Le renommé livre, qui a été transposé à l’écran par Stanley Kubrick en 1962, relate le lien entre un personnage principal qui, initialement, a 37 ans et la fille de sa petite amie, Dolores, qui n’a elle que 12 ans.
Des incompréhensions ont rapidement émergé concernant le personnage de Lolita, imaginé par l’écrivain Vladimir Nabokov. Un journal, rédigé par l’épouse de ce dernier, Véra, révèle ce malentendu. Le document, intitulé L’Ouragan Lolita (journal 1958-1959), a été pour la première fois publié par les éditions de l’Herne, en France, avant même sa parution en langue originale, l’anglais. Dans ce journal, Véra Nabokov offre une critique des critiques qui ont suivi la publication très médiatisée du roman Lolita aux Etats-Unis. Cette œuvre célèbre, qui a été portée à l’écran par Stanley Kubrick en 1962, met en scène une relation entre un homme de 37 ans et la fille de 12 ans de sa conjointe, Dolores.

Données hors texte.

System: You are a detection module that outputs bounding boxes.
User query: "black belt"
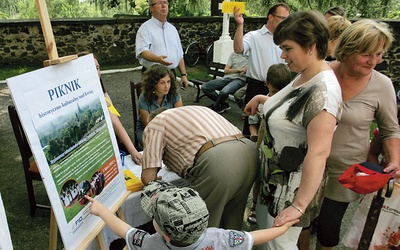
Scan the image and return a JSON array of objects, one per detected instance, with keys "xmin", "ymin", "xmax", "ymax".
[
  {"xmin": 142, "ymin": 66, "xmax": 176, "ymax": 77},
  {"xmin": 246, "ymin": 77, "xmax": 265, "ymax": 85}
]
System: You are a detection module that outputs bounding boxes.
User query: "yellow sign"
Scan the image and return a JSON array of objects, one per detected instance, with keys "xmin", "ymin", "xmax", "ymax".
[{"xmin": 222, "ymin": 1, "xmax": 246, "ymax": 14}]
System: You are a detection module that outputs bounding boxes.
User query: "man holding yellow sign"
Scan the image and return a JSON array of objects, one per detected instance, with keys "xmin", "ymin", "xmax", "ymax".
[{"xmin": 233, "ymin": 3, "xmax": 290, "ymax": 135}]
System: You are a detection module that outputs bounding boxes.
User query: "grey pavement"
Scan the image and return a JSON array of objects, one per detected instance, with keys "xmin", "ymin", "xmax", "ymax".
[
  {"xmin": 0, "ymin": 70, "xmax": 357, "ymax": 249},
  {"xmin": 102, "ymin": 70, "xmax": 357, "ymax": 249}
]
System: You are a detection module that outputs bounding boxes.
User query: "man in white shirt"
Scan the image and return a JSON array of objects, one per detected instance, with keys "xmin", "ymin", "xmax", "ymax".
[{"xmin": 136, "ymin": 0, "xmax": 188, "ymax": 87}]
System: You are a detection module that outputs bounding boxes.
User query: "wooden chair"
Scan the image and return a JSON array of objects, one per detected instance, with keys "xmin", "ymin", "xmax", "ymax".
[
  {"xmin": 130, "ymin": 80, "xmax": 142, "ymax": 151},
  {"xmin": 190, "ymin": 62, "xmax": 225, "ymax": 103},
  {"xmin": 8, "ymin": 105, "xmax": 50, "ymax": 216}
]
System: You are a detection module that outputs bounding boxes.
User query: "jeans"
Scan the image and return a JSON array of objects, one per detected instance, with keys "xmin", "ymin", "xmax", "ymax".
[{"xmin": 201, "ymin": 77, "xmax": 246, "ymax": 108}]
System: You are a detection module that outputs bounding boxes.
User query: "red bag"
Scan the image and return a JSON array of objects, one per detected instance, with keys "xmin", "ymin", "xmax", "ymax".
[{"xmin": 339, "ymin": 162, "xmax": 391, "ymax": 194}]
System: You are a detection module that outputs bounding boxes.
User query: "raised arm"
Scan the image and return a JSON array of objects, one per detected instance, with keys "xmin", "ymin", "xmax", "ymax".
[
  {"xmin": 233, "ymin": 7, "xmax": 244, "ymax": 53},
  {"xmin": 110, "ymin": 112, "xmax": 142, "ymax": 165},
  {"xmin": 178, "ymin": 57, "xmax": 189, "ymax": 88},
  {"xmin": 85, "ymin": 195, "xmax": 132, "ymax": 239}
]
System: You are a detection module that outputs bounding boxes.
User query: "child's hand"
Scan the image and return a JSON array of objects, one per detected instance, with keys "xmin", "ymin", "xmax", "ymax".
[
  {"xmin": 85, "ymin": 195, "xmax": 107, "ymax": 216},
  {"xmin": 282, "ymin": 219, "xmax": 300, "ymax": 229}
]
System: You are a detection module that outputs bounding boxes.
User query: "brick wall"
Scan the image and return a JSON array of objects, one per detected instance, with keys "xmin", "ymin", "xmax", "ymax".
[{"xmin": 0, "ymin": 17, "xmax": 400, "ymax": 85}]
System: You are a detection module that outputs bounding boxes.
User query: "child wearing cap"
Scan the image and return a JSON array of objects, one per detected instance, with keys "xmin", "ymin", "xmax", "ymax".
[{"xmin": 85, "ymin": 180, "xmax": 299, "ymax": 249}]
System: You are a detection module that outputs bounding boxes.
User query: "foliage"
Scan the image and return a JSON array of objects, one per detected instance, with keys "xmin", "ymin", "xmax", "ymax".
[
  {"xmin": 16, "ymin": 0, "xmax": 100, "ymax": 19},
  {"xmin": 0, "ymin": 0, "xmax": 400, "ymax": 19}
]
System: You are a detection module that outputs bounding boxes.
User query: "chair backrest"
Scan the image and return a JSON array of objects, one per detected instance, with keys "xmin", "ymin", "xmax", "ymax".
[
  {"xmin": 8, "ymin": 105, "xmax": 33, "ymax": 172},
  {"xmin": 130, "ymin": 80, "xmax": 142, "ymax": 150}
]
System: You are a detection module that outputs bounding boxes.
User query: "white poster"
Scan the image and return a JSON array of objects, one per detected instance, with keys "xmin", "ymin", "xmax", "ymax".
[{"xmin": 7, "ymin": 55, "xmax": 126, "ymax": 249}]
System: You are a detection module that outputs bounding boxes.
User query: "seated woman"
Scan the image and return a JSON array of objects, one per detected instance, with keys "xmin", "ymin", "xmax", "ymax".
[
  {"xmin": 136, "ymin": 64, "xmax": 183, "ymax": 143},
  {"xmin": 78, "ymin": 52, "xmax": 142, "ymax": 165}
]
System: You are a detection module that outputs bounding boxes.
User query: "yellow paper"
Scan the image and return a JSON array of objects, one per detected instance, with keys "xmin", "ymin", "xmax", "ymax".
[
  {"xmin": 124, "ymin": 169, "xmax": 144, "ymax": 192},
  {"xmin": 105, "ymin": 97, "xmax": 121, "ymax": 116},
  {"xmin": 222, "ymin": 1, "xmax": 246, "ymax": 14}
]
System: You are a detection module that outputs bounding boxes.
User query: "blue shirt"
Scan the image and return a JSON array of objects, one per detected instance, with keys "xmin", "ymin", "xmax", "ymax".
[{"xmin": 136, "ymin": 17, "xmax": 183, "ymax": 69}]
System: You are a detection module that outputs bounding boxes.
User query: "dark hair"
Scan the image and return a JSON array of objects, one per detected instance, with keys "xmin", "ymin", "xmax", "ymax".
[
  {"xmin": 325, "ymin": 6, "xmax": 346, "ymax": 17},
  {"xmin": 142, "ymin": 64, "xmax": 178, "ymax": 102},
  {"xmin": 147, "ymin": 107, "xmax": 167, "ymax": 122},
  {"xmin": 267, "ymin": 3, "xmax": 290, "ymax": 16},
  {"xmin": 274, "ymin": 10, "xmax": 329, "ymax": 60},
  {"xmin": 267, "ymin": 63, "xmax": 292, "ymax": 91}
]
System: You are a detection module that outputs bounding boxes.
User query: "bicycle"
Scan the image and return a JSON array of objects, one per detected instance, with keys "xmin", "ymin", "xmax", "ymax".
[{"xmin": 183, "ymin": 30, "xmax": 219, "ymax": 68}]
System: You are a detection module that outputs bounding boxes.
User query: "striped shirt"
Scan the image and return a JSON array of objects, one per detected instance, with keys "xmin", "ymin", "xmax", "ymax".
[{"xmin": 142, "ymin": 106, "xmax": 241, "ymax": 177}]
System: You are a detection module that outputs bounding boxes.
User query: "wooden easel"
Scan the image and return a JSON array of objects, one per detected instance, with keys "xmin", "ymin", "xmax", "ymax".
[{"xmin": 36, "ymin": 0, "xmax": 131, "ymax": 250}]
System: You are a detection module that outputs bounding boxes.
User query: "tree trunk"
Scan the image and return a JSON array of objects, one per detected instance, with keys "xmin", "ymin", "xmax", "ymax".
[{"xmin": 210, "ymin": 0, "xmax": 222, "ymax": 16}]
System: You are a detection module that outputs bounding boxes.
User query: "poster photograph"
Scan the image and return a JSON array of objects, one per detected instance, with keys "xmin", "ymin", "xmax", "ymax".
[{"xmin": 7, "ymin": 55, "xmax": 126, "ymax": 249}]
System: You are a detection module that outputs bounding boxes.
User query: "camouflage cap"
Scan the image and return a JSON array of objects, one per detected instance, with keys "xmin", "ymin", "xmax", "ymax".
[{"xmin": 141, "ymin": 180, "xmax": 209, "ymax": 245}]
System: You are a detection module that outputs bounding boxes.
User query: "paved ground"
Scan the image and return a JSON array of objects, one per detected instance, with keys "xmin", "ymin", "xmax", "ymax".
[
  {"xmin": 0, "ymin": 68, "xmax": 356, "ymax": 249},
  {"xmin": 102, "ymin": 71, "xmax": 355, "ymax": 249}
]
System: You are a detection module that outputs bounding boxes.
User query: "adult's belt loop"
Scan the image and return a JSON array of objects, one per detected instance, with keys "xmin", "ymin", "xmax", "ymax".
[{"xmin": 194, "ymin": 133, "xmax": 244, "ymax": 160}]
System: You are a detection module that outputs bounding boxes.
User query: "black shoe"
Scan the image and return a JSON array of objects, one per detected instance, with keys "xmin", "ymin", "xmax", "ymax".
[
  {"xmin": 215, "ymin": 102, "xmax": 231, "ymax": 114},
  {"xmin": 207, "ymin": 103, "xmax": 216, "ymax": 111}
]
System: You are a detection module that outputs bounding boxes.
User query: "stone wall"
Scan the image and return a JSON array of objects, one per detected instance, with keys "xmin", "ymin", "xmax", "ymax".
[{"xmin": 0, "ymin": 17, "xmax": 400, "ymax": 85}]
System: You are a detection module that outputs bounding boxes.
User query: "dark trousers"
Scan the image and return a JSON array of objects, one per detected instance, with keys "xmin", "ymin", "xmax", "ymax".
[{"xmin": 242, "ymin": 77, "xmax": 268, "ymax": 136}]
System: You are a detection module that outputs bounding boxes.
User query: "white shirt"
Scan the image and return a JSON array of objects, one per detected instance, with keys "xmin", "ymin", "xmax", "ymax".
[
  {"xmin": 243, "ymin": 25, "xmax": 284, "ymax": 82},
  {"xmin": 136, "ymin": 17, "xmax": 183, "ymax": 69}
]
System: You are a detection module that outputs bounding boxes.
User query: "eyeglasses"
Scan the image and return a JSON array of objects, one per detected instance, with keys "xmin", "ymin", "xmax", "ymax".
[
  {"xmin": 151, "ymin": 1, "xmax": 169, "ymax": 6},
  {"xmin": 272, "ymin": 14, "xmax": 286, "ymax": 20}
]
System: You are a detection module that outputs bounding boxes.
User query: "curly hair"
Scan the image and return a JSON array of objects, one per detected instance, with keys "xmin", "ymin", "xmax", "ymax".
[
  {"xmin": 274, "ymin": 11, "xmax": 329, "ymax": 60},
  {"xmin": 142, "ymin": 64, "xmax": 178, "ymax": 102},
  {"xmin": 334, "ymin": 19, "xmax": 394, "ymax": 61}
]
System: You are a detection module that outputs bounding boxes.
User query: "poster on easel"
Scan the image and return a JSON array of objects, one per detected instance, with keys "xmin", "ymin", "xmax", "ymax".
[{"xmin": 7, "ymin": 54, "xmax": 126, "ymax": 249}]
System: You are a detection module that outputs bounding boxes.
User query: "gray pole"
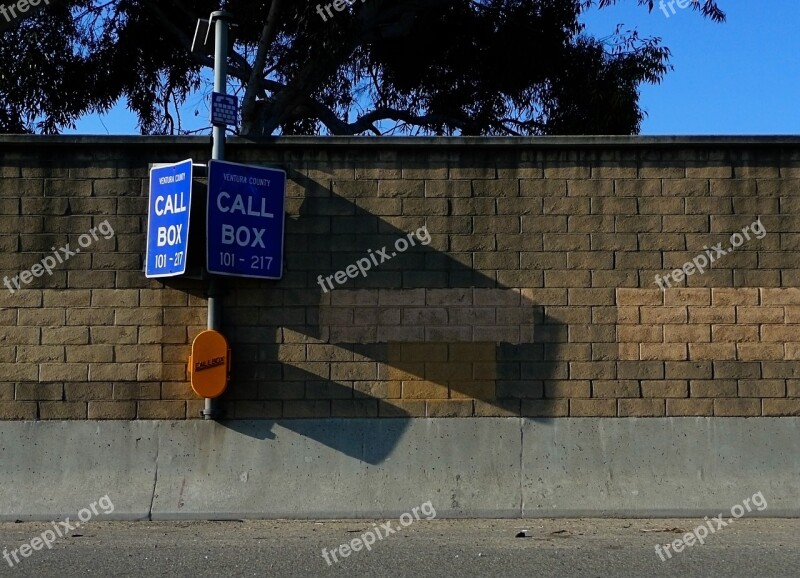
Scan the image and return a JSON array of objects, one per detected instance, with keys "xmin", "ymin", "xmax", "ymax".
[{"xmin": 203, "ymin": 11, "xmax": 231, "ymax": 420}]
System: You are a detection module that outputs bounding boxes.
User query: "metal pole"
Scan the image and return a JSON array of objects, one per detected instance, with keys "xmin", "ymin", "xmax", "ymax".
[{"xmin": 203, "ymin": 11, "xmax": 231, "ymax": 420}]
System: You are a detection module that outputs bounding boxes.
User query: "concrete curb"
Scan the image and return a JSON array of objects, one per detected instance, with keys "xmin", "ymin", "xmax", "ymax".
[{"xmin": 0, "ymin": 418, "xmax": 800, "ymax": 521}]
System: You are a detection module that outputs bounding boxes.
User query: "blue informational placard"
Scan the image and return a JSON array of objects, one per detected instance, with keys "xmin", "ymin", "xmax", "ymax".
[
  {"xmin": 206, "ymin": 161, "xmax": 286, "ymax": 279},
  {"xmin": 145, "ymin": 159, "xmax": 192, "ymax": 278},
  {"xmin": 211, "ymin": 92, "xmax": 239, "ymax": 126}
]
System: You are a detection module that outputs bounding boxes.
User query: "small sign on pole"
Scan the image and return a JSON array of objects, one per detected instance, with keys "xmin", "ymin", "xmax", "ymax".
[
  {"xmin": 211, "ymin": 92, "xmax": 239, "ymax": 126},
  {"xmin": 206, "ymin": 161, "xmax": 286, "ymax": 279},
  {"xmin": 145, "ymin": 159, "xmax": 192, "ymax": 278}
]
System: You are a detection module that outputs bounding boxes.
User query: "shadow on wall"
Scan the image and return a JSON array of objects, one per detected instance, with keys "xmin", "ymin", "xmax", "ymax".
[{"xmin": 216, "ymin": 171, "xmax": 567, "ymax": 464}]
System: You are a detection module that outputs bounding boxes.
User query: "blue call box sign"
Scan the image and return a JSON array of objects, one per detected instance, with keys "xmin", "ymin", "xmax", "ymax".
[
  {"xmin": 206, "ymin": 161, "xmax": 286, "ymax": 279},
  {"xmin": 145, "ymin": 159, "xmax": 192, "ymax": 278}
]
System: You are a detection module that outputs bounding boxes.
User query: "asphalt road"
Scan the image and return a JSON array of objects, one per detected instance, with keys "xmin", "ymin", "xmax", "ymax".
[{"xmin": 0, "ymin": 518, "xmax": 800, "ymax": 578}]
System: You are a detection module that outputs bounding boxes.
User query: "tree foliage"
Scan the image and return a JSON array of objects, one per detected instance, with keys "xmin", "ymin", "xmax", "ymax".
[{"xmin": 0, "ymin": 0, "xmax": 724, "ymax": 136}]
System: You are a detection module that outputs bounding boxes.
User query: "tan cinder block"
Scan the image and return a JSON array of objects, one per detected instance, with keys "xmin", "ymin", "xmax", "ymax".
[
  {"xmin": 39, "ymin": 401, "xmax": 87, "ymax": 420},
  {"xmin": 569, "ymin": 399, "xmax": 617, "ymax": 417},
  {"xmin": 689, "ymin": 379, "xmax": 738, "ymax": 398},
  {"xmin": 689, "ymin": 305, "xmax": 736, "ymax": 324},
  {"xmin": 401, "ymin": 343, "xmax": 447, "ymax": 362},
  {"xmin": 784, "ymin": 343, "xmax": 800, "ymax": 360},
  {"xmin": 353, "ymin": 381, "xmax": 403, "ymax": 399},
  {"xmin": 544, "ymin": 379, "xmax": 592, "ymax": 399},
  {"xmin": 619, "ymin": 343, "xmax": 639, "ymax": 361},
  {"xmin": 618, "ymin": 399, "xmax": 666, "ymax": 417},
  {"xmin": 137, "ymin": 400, "xmax": 186, "ymax": 419},
  {"xmin": 90, "ymin": 363, "xmax": 138, "ymax": 381},
  {"xmin": 474, "ymin": 399, "xmax": 520, "ymax": 417},
  {"xmin": 283, "ymin": 400, "xmax": 331, "ymax": 418},
  {"xmin": 520, "ymin": 399, "xmax": 569, "ymax": 417},
  {"xmin": 331, "ymin": 399, "xmax": 378, "ymax": 417},
  {"xmin": 667, "ymin": 399, "xmax": 714, "ymax": 417},
  {"xmin": 711, "ymin": 325, "xmax": 758, "ymax": 343},
  {"xmin": 761, "ymin": 325, "xmax": 800, "ymax": 343},
  {"xmin": 641, "ymin": 379, "xmax": 688, "ymax": 398},
  {"xmin": 739, "ymin": 379, "xmax": 786, "ymax": 397},
  {"xmin": 88, "ymin": 401, "xmax": 136, "ymax": 419},
  {"xmin": 0, "ymin": 401, "xmax": 38, "ymax": 420},
  {"xmin": 689, "ymin": 343, "xmax": 743, "ymax": 361},
  {"xmin": 763, "ymin": 399, "xmax": 800, "ymax": 417},
  {"xmin": 714, "ymin": 398, "xmax": 761, "ymax": 417},
  {"xmin": 14, "ymin": 383, "xmax": 64, "ymax": 401},
  {"xmin": 639, "ymin": 343, "xmax": 688, "ymax": 361},
  {"xmin": 639, "ymin": 306, "xmax": 688, "ymax": 324},
  {"xmin": 113, "ymin": 382, "xmax": 160, "ymax": 401},
  {"xmin": 592, "ymin": 379, "xmax": 641, "ymax": 398},
  {"xmin": 664, "ymin": 288, "xmax": 711, "ymax": 306},
  {"xmin": 39, "ymin": 363, "xmax": 89, "ymax": 382},
  {"xmin": 425, "ymin": 362, "xmax": 473, "ymax": 383},
  {"xmin": 378, "ymin": 361, "xmax": 425, "ymax": 381},
  {"xmin": 736, "ymin": 343, "xmax": 785, "ymax": 361},
  {"xmin": 711, "ymin": 287, "xmax": 766, "ymax": 306},
  {"xmin": 450, "ymin": 380, "xmax": 496, "ymax": 401},
  {"xmin": 233, "ymin": 401, "xmax": 283, "ymax": 419},
  {"xmin": 378, "ymin": 399, "xmax": 425, "ymax": 417},
  {"xmin": 617, "ymin": 325, "xmax": 668, "ymax": 343},
  {"xmin": 425, "ymin": 399, "xmax": 475, "ymax": 417},
  {"xmin": 403, "ymin": 380, "xmax": 450, "ymax": 399},
  {"xmin": 617, "ymin": 289, "xmax": 664, "ymax": 307},
  {"xmin": 664, "ymin": 324, "xmax": 711, "ymax": 347},
  {"xmin": 736, "ymin": 306, "xmax": 793, "ymax": 324},
  {"xmin": 64, "ymin": 382, "xmax": 114, "ymax": 401},
  {"xmin": 761, "ymin": 287, "xmax": 800, "ymax": 305}
]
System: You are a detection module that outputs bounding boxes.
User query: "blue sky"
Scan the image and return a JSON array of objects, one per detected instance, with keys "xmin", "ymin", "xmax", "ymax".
[{"xmin": 66, "ymin": 0, "xmax": 800, "ymax": 135}]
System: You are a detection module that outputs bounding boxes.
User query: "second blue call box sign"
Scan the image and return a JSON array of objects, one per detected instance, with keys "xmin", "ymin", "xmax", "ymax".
[{"xmin": 206, "ymin": 161, "xmax": 286, "ymax": 279}]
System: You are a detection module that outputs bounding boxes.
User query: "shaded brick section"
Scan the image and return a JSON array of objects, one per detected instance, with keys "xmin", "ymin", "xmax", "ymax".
[{"xmin": 0, "ymin": 137, "xmax": 800, "ymax": 420}]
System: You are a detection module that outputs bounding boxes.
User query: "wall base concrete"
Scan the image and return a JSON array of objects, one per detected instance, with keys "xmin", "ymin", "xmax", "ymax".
[{"xmin": 0, "ymin": 418, "xmax": 800, "ymax": 521}]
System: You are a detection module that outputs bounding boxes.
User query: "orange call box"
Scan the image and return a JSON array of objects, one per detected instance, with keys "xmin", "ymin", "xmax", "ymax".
[{"xmin": 189, "ymin": 329, "xmax": 231, "ymax": 398}]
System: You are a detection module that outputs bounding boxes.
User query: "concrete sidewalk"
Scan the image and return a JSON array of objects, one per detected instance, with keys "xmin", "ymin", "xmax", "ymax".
[{"xmin": 0, "ymin": 418, "xmax": 800, "ymax": 521}]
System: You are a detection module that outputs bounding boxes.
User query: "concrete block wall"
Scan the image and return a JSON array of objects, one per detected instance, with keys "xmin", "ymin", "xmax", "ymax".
[{"xmin": 0, "ymin": 136, "xmax": 800, "ymax": 420}]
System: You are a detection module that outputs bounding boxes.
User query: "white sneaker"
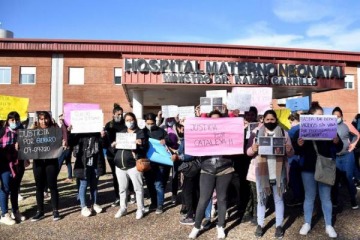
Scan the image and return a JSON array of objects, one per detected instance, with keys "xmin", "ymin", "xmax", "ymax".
[
  {"xmin": 0, "ymin": 213, "xmax": 16, "ymax": 225},
  {"xmin": 11, "ymin": 211, "xmax": 26, "ymax": 222},
  {"xmin": 115, "ymin": 208, "xmax": 127, "ymax": 218},
  {"xmin": 81, "ymin": 207, "xmax": 91, "ymax": 217},
  {"xmin": 325, "ymin": 225, "xmax": 337, "ymax": 238},
  {"xmin": 93, "ymin": 204, "xmax": 102, "ymax": 213},
  {"xmin": 136, "ymin": 209, "xmax": 144, "ymax": 220},
  {"xmin": 216, "ymin": 226, "xmax": 225, "ymax": 239},
  {"xmin": 189, "ymin": 227, "xmax": 200, "ymax": 239},
  {"xmin": 299, "ymin": 223, "xmax": 311, "ymax": 236}
]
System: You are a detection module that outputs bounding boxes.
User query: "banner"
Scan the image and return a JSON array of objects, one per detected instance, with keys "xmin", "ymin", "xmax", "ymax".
[
  {"xmin": 299, "ymin": 115, "xmax": 337, "ymax": 140},
  {"xmin": 184, "ymin": 118, "xmax": 244, "ymax": 156},
  {"xmin": 64, "ymin": 103, "xmax": 100, "ymax": 126},
  {"xmin": 232, "ymin": 87, "xmax": 272, "ymax": 115},
  {"xmin": 18, "ymin": 127, "xmax": 63, "ymax": 160},
  {"xmin": 0, "ymin": 95, "xmax": 29, "ymax": 121},
  {"xmin": 116, "ymin": 133, "xmax": 136, "ymax": 150},
  {"xmin": 147, "ymin": 138, "xmax": 173, "ymax": 166},
  {"xmin": 286, "ymin": 97, "xmax": 310, "ymax": 112},
  {"xmin": 70, "ymin": 110, "xmax": 104, "ymax": 133}
]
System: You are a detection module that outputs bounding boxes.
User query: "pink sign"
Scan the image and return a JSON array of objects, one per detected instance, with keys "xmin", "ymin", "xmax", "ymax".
[
  {"xmin": 64, "ymin": 103, "xmax": 100, "ymax": 125},
  {"xmin": 185, "ymin": 118, "xmax": 244, "ymax": 156}
]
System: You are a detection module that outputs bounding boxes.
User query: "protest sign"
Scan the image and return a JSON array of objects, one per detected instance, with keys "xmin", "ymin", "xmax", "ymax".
[
  {"xmin": 274, "ymin": 108, "xmax": 291, "ymax": 131},
  {"xmin": 18, "ymin": 127, "xmax": 63, "ymax": 160},
  {"xmin": 258, "ymin": 137, "xmax": 285, "ymax": 156},
  {"xmin": 178, "ymin": 106, "xmax": 195, "ymax": 119},
  {"xmin": 0, "ymin": 95, "xmax": 29, "ymax": 121},
  {"xmin": 286, "ymin": 96, "xmax": 310, "ymax": 112},
  {"xmin": 146, "ymin": 138, "xmax": 173, "ymax": 166},
  {"xmin": 70, "ymin": 110, "xmax": 104, "ymax": 133},
  {"xmin": 116, "ymin": 133, "xmax": 136, "ymax": 150},
  {"xmin": 232, "ymin": 87, "xmax": 272, "ymax": 114},
  {"xmin": 64, "ymin": 103, "xmax": 100, "ymax": 126},
  {"xmin": 161, "ymin": 105, "xmax": 179, "ymax": 118},
  {"xmin": 184, "ymin": 118, "xmax": 244, "ymax": 156},
  {"xmin": 206, "ymin": 90, "xmax": 227, "ymax": 104},
  {"xmin": 299, "ymin": 115, "xmax": 337, "ymax": 140}
]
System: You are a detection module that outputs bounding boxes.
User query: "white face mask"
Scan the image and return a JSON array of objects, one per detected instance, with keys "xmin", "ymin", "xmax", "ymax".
[{"xmin": 125, "ymin": 121, "xmax": 135, "ymax": 129}]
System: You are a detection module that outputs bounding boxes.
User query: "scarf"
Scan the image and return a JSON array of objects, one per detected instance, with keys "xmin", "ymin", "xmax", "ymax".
[{"xmin": 256, "ymin": 126, "xmax": 286, "ymax": 205}]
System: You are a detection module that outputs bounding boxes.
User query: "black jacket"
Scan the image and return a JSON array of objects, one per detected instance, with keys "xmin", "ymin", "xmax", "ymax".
[{"xmin": 114, "ymin": 128, "xmax": 149, "ymax": 170}]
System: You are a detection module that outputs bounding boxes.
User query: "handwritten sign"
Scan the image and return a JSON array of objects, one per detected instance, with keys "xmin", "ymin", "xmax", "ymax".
[
  {"xmin": 258, "ymin": 137, "xmax": 285, "ymax": 156},
  {"xmin": 146, "ymin": 138, "xmax": 173, "ymax": 166},
  {"xmin": 300, "ymin": 115, "xmax": 337, "ymax": 140},
  {"xmin": 232, "ymin": 87, "xmax": 272, "ymax": 114},
  {"xmin": 161, "ymin": 105, "xmax": 179, "ymax": 118},
  {"xmin": 116, "ymin": 133, "xmax": 136, "ymax": 150},
  {"xmin": 286, "ymin": 96, "xmax": 310, "ymax": 111},
  {"xmin": 0, "ymin": 95, "xmax": 29, "ymax": 121},
  {"xmin": 185, "ymin": 118, "xmax": 244, "ymax": 156},
  {"xmin": 18, "ymin": 128, "xmax": 63, "ymax": 160},
  {"xmin": 64, "ymin": 103, "xmax": 100, "ymax": 126},
  {"xmin": 70, "ymin": 110, "xmax": 104, "ymax": 133},
  {"xmin": 178, "ymin": 106, "xmax": 195, "ymax": 119}
]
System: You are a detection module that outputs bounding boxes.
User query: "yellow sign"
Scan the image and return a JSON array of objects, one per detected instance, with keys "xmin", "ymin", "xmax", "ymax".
[
  {"xmin": 274, "ymin": 108, "xmax": 291, "ymax": 131},
  {"xmin": 0, "ymin": 95, "xmax": 29, "ymax": 121}
]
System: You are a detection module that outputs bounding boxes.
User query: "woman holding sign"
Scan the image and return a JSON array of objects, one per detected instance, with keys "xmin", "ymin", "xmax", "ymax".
[
  {"xmin": 295, "ymin": 105, "xmax": 343, "ymax": 238},
  {"xmin": 247, "ymin": 110, "xmax": 294, "ymax": 238},
  {"xmin": 112, "ymin": 112, "xmax": 147, "ymax": 219},
  {"xmin": 0, "ymin": 112, "xmax": 25, "ymax": 225}
]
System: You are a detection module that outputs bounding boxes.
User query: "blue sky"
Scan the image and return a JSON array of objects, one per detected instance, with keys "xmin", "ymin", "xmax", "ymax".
[{"xmin": 0, "ymin": 0, "xmax": 360, "ymax": 51}]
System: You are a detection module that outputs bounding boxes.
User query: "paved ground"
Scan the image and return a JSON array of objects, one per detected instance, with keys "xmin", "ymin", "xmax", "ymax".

L’auteur réussit à présenter les justifications de cet homme qui prétend avoir été séduit par Lolita, tout en dénonçant l’attitude d’un pédophile. Cependant, la jeune protagoniste a trop souvent été décrite comme provocante, alors qu’elle n’était, en réalité, rien de tout cela. Véra Nabokov a perçu cette représentation erronée dès septembre 1958, un mois après la publication du roman en anglais : « Tout le monde (ou presque) (…) est enthousiaste. Pourtant, j’aimerais que quelqu’un remarque la description touchante de l’impuissance de cette enfant, sa dépendance pathétique vis-à-vis de l’effroyable Humbert Humbert, et son courage déchirant tout au long du récit », note-t-elle.
Rescapé des flammes
Véra et Vladimir Nabokov, deux Russes qui ont immigré à Berlin dans les années 1920 avant de s’installer aux États-Unis en 1940, formaient un couple très soudé. Véra, qui a joué un rôle déterminant dans l’écriture de l’œuvre de son mari en tant que dactylographe, secrétaire, agente littéraire, archiviste et même chauffeur (puisque son mari n’a jamais su conduire), a cherché à minimiser son rôle. Les Lettres à Véra de Vladimir Nabokov ont été publiées, mais Véra a veillé à ce que ses réponses soient perdues. D’après une anecdote bien connue, elle aurait plusieurs fois sauvé des flammes les brouillons de Lolita que son mari voulait brûler, craignant de terminer et publier un ouvrage aussi audacieux.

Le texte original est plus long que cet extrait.